MovieChat Forums > Disconnect (2013) Discussion > Blaming victims of sexual abuse instead ...

Blaming victims of sexual abuse instead of the perpetrators


Yeah, the kid chose to hang himself, but at 15, if you sent a naked picture (something kids and adults still do, all the time) and it was sent to literally hundreds of people you have to interact with who decided to harass you--if your trust were violated by someone you cared for (and Ben did, about "Jessica")--how would you feel? Your teachers, all your coworkers, the whole county?
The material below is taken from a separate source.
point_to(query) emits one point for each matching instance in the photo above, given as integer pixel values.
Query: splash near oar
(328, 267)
I felt sorry for the little garbage-for-brains lonely brat that manipulated Ben too and the movie did a good job making you feel for fathers Dixon and Boyd, but if that were my kid? If someone sent my kid's naked photo around, tricked him and committed a disgusting violation of privacy that would follow them for lives? I'd want their heads on a plate, without the suicide.

The worst part is that these are real stories--as a community we blame women whose ex boyfriends publish their addresses and naked pictures hoping to attract would-be rapists. We blame actual rape victims whose rapes are recorded while they're drugged or unconscious. Kids that were raped by Joe Paterno were bullied in their own schools.

Why don't groups focus their disgust on the rapists and people that hope to destroy their victims?

Adults do this too. They lose jobs. They're exiled by neighbors.

And we blame kids for being "weak" or chalking it up to simple depression?

Sexual violation is bad enough but that combo with humiliation can drive a reasonable person to suicide. Anyone that can't understand that is just not very bright.

Probably shouldn't have kids, either.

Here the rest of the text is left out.